Dans ce scénario, en théorie, une entreprise pourrait augmenter le salaire du travailleur de 20 % tout en conservant le même niveau de bénéfices. L’inflation, quant à elle, ne changerait pas puisque la plus grande offre de masques pourrait annuler l’augmentation des dépenses du travailleur enrichi.
L’augmentation de la productivité était une caractéristique de l’économie florissante après la Seconde Guerre mondiale, faisant des États-Unis le pays le plus riche du monde. Les technologies émergentes, les nouvelles inventions, les meilleures pratiques commerciales et la hausse de l’éducation se sont conjuguées pour créer un énorme boom économique.
Puis la productivité a commencé à s’estomper à la fin des années 1970, le ralentissement devenant particulièrement prononcé après la Grande Récession de 2007-2009.
La croissance de la productivité s’est accélérée à la fin de 2022, augmentant à un rythme annuel de 3 %. La grande question est de savoir si ces gains sont reproductibles.
Les économistes de Wall Street sont très sceptiques compte tenu d’une longue tendance à la baisse.
Le taux de croissance de la productivité, par exemple, n’a été en moyenne que de 1,3 % de 2010 à 2022. C’est en baisse par rapport à 2,2 % de 1981 à 2009 et à 2,8 % de 1948 à 1980.
Dans un nouveau rapport, le Congressional Budget Office prévoit que la productivité pourrait augmenter un peu plus à un taux annuel de 1,3 % au cours des cinq prochaines années et de 1,4 % au cours des cinq années suivantes.
De nombreuses sociétés de prévisions ont produit des estimations similaires. Oxford Economics prévoit que la productivité augmentera de 1,4 % à long terme, en baisse par rapport à son estimation précédente de 1,6 %.
« Les nouvelles idées semblent plus difficiles à trouver et plus difficiles à mettre en œuvre », a déclaré Micheal Pearce, économiste américain en chef à Oxford.
Il souligne la lente émergence des voitures autonomes, qui ont suscité un énorme engouement il y a quelques années à peine.

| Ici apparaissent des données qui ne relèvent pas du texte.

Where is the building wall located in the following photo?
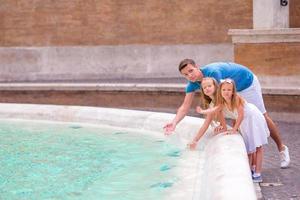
[0,0,252,47]
[289,0,300,28]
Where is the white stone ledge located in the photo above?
[228,28,300,43]
[0,103,256,200]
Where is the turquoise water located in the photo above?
[0,120,181,200]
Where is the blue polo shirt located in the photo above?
[185,62,253,93]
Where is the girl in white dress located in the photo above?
[201,79,270,182]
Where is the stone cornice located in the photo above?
[228,28,300,44]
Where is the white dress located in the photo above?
[223,102,270,154]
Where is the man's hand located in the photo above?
[187,141,197,150]
[164,123,176,135]
[214,125,225,134]
[196,106,203,114]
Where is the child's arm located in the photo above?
[215,110,227,133]
[196,106,222,115]
[188,115,213,149]
[231,105,244,133]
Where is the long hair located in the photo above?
[200,77,219,109]
[217,78,245,110]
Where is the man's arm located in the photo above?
[164,92,195,135]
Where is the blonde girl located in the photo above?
[188,77,226,149]
[217,79,270,182]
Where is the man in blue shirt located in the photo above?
[164,59,290,168]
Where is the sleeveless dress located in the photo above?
[223,102,270,154]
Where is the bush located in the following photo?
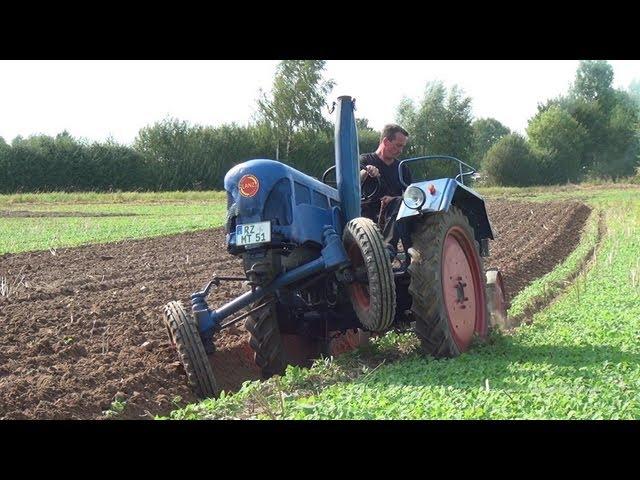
[482,133,539,187]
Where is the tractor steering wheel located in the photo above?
[322,165,382,202]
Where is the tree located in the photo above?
[527,106,587,183]
[572,60,613,100]
[396,81,473,177]
[629,79,640,109]
[257,60,335,160]
[482,133,538,187]
[356,118,375,133]
[469,118,511,168]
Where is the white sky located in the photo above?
[0,60,640,144]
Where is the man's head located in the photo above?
[377,123,409,162]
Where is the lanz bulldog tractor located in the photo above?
[163,96,506,398]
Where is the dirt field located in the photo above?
[0,201,590,419]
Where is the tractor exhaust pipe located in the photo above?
[335,95,361,224]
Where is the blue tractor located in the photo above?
[163,96,506,398]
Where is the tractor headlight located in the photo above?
[402,187,427,210]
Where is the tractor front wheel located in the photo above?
[163,302,219,398]
[342,217,396,332]
[408,206,487,358]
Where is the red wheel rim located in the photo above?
[348,243,371,310]
[442,226,486,352]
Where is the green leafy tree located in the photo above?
[470,118,511,169]
[629,79,640,109]
[256,60,335,160]
[527,106,587,183]
[572,60,613,101]
[482,133,539,187]
[396,81,473,178]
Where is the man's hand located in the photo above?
[380,195,395,210]
[360,165,380,178]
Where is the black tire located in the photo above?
[163,302,220,398]
[342,217,396,332]
[244,297,287,378]
[408,206,487,358]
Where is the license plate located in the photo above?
[236,222,271,245]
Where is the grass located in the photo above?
[0,185,640,419]
[164,189,640,419]
[0,192,226,255]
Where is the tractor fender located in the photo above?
[396,178,493,243]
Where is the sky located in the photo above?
[0,60,640,145]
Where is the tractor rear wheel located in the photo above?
[408,206,487,358]
[342,217,396,332]
[163,302,219,398]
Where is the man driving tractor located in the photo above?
[360,124,411,262]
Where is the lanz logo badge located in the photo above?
[238,175,260,197]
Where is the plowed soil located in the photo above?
[0,200,590,419]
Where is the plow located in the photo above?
[163,96,507,398]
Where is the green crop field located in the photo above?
[0,185,640,419]
[164,187,640,419]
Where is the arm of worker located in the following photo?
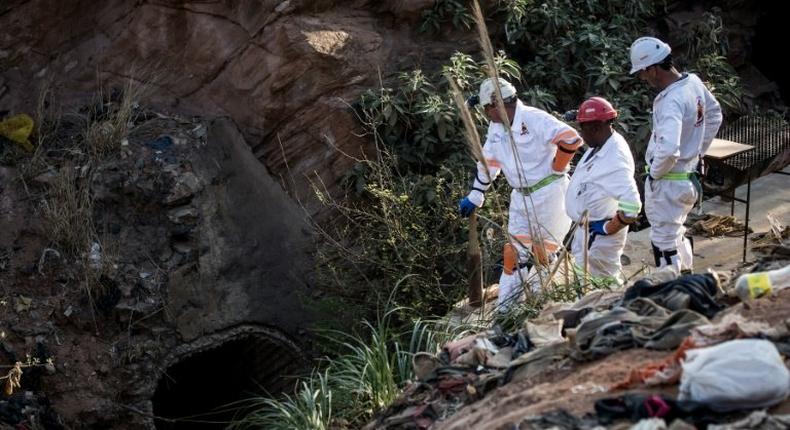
[466,132,502,207]
[650,101,683,179]
[549,120,584,174]
[590,154,642,235]
[700,88,724,155]
[606,158,642,234]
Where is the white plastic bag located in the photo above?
[678,339,790,412]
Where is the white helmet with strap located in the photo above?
[480,78,516,107]
[630,37,672,75]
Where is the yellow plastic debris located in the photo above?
[0,113,34,152]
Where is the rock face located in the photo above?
[0,0,476,210]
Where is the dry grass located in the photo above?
[83,79,148,159]
[42,167,96,255]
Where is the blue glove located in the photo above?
[590,218,611,236]
[458,197,477,218]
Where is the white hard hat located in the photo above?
[630,37,672,75]
[480,78,516,107]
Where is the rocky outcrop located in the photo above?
[0,0,476,211]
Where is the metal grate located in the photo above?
[717,116,790,175]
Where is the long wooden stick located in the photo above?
[466,212,484,308]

Un autre obstacle est l’investissement relativement faible des entreprises. Les entreprises dépensent moins en équipement et en recherche qu’il y a plusieurs décennies, privant l’économie de l’argent nécessaire pour jeter les bases d’une croissance de la productivité plus élevée à l’avenir.
Certains pensent que la pénurie de main-d’œuvre actuelle aux États-Unis pourrait s’avérer durable, incitant les entreprises à investir davantage dans la technologie comme substitut. Pourtant, jusqu’à présent, il y a peu de signes que cela se produise.
Le rapport du CBO soutient que la pandémie pourrait accélérer l’adoption de nouvelles technologies et pratiques commerciales, citant le télétravail et la télémédecine comme exemples.
Le travail à distance pourrait également atténuer la pénurie de main-d’œuvre à l’échelle nationale, a déclaré le CBO, et conduire à la création de nouveaux modèles commerciaux et de nouvelles opportunités d’emploi.
« Beaucoup affirment que le travail à domicile a stimulé la productivité », a noté l’économiste en chef Eugenio Aleman de Raymond James. « Les gens n’avaient pas besoin de conduire pour se rendre au travail et de perdre du temps à faire la navette. »
Aleman n’est pas entièrement convaincu. Pourtant, il a déclaré que certaines industries adoptaient de nouvelles technologies pour améliorer leur productivité et faire face à une pénurie de main-d’œuvre, principalement dans les industries peu qualifiées avec de nombreuses tâches répétitives.
Il souligne l’utilisation croissante des ordinateurs et de la robotique dans des entreprises telles que les restaurants pour prendre les commandes des clients, faire frire des frites ou faire des pizzas.
Pourtant, il est peu probable que la plupart des industries de haute technologie soient en mesure de faire de même, a-t-il déclaré. Aleman prévoit que la productivité continuera de croître d’environ 1 à 1,5 % par an, ce qui correspond à la plupart des prévisions.
« Les entreprises ne peuvent toujours pas compter sur une relance soutenue de la productivité », a déclaré Lydia Boussour, économiste senior chez EY Parthenon, dans une note récente.